何故こうなったのか。俺とミラーナは、宿の女将、そしてレイシアの四人で机を囲い朝食を取っていた。


「ふふ……本当に彼はすごいんだよ。その魅力に私も」

「ちょっと! ヒューく……ヒューゴはあなたのものじゃないわよ!」

「えーー。私まだ何も言ってないんだけどなぁ」


ニヤニヤと意地悪い笑みを浮かべるレイシアに対し、ミラーナはぐぬぬと拳を握りしめていた。


「熱いわねぇ。私にも昔、こういう時があったわぁ。懐かしい」


女将も昔の事を思い出しているのかしみじみとしている。


「ところで、どうしてここに? それにどうやって?」


彼女の性格上、たまたまここに訪れたとは考えにくい。何かしら理由があっての事なのだろう。


「いやー苦労したんだよ。
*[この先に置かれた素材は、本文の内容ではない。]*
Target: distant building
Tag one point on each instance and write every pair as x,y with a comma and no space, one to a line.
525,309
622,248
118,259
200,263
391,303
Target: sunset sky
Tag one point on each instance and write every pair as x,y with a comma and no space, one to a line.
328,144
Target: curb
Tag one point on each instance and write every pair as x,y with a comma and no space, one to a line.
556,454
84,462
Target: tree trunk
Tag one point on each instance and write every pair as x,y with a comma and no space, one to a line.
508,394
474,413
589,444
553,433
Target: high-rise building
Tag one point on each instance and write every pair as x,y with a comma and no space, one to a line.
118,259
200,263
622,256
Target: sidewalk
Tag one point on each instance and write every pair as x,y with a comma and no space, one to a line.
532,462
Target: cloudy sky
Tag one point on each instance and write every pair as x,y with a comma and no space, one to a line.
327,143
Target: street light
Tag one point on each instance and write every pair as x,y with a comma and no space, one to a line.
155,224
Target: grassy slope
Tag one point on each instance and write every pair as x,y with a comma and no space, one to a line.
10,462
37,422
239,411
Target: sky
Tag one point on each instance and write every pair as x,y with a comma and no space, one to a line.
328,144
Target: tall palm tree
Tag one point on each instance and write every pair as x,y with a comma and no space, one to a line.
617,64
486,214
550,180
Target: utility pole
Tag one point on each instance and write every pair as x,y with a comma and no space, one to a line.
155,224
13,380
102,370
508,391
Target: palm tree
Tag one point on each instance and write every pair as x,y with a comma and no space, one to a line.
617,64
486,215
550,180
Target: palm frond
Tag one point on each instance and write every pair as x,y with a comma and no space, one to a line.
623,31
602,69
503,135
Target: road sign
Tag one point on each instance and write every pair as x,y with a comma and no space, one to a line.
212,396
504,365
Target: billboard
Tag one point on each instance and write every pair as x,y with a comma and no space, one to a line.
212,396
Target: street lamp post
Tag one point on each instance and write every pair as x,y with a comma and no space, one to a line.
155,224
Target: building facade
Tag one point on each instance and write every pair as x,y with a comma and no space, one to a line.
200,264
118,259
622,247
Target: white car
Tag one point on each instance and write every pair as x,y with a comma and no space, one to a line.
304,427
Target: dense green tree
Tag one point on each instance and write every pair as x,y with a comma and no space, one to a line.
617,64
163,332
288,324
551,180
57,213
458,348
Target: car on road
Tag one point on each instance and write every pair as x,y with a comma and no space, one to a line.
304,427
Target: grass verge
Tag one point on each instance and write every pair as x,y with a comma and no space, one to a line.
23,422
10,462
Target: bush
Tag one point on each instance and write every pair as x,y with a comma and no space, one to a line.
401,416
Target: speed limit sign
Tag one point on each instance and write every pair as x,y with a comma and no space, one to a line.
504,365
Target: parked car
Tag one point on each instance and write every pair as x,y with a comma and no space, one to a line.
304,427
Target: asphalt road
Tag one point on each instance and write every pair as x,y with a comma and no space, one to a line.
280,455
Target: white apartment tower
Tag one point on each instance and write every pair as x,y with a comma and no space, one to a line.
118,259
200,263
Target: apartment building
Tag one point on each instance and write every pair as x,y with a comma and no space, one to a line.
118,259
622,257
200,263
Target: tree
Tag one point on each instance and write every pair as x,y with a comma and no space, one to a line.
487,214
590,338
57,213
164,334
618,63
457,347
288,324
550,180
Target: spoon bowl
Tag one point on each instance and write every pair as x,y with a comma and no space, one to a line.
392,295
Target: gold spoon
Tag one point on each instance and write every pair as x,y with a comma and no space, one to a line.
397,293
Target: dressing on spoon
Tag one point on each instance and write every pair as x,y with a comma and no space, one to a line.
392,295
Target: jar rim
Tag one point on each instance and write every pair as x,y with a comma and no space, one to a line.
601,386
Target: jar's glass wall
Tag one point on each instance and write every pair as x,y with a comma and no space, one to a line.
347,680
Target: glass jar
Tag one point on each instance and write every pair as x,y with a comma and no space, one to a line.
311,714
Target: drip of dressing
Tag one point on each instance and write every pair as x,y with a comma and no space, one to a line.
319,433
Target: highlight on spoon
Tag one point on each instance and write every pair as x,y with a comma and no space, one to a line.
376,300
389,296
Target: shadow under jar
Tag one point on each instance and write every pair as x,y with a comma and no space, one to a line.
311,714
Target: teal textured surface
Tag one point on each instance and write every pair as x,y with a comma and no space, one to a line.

元栄光の翼の君と騎士団所属の美女騎士様。良くも悪くも目立つ君たちだけど、滞在しないといけない以上、どこかに泊っていると思ってさ。頑張って探し当てたんだよ。君たちの宿泊先」


どうやら彼女は俺たちがこの町を拠点にしていると判断し、俺たちの事を探していたようだ。

この宿屋はそれほど大きくなく、通りも人通りが少ない。一見、外から見ると普通の家にも見えなくはない宿だ。そのためか俺もミラーナも目立つ事なく何とかゆっくりと体を休める事ができている。


「あなたも暇人ね」


パンを食べながら、嫌味を言うミラーナ。どうやらレイシアに対し不信感を抱いているようだ。俺個人の印象としてはレイシアは悪い人物には見えないし、実力もある。

彼女と繋がりを持つのは悪くはないと思うのだが。


「昨日別れた後の話をしようと思ってね。君たちには色々迷惑をかけたから、情報料はタダにするよ。悪くはないでしょ?」


レイシアは俺たちと別れた後、単独でオークジェネラルの様子を見に行っていた。そんな彼女がわざわざ報告に来たという事は……。

「分かった。遠慮なく聞かせてもらおう。タダなんだろ?」

「そうこないとね。貰えるものは貰っとかないとね」


ミラーナはまだ納得していないようだが、情報を貰えるのはありがたい。俺たちはレイシアから話を聞く事にした。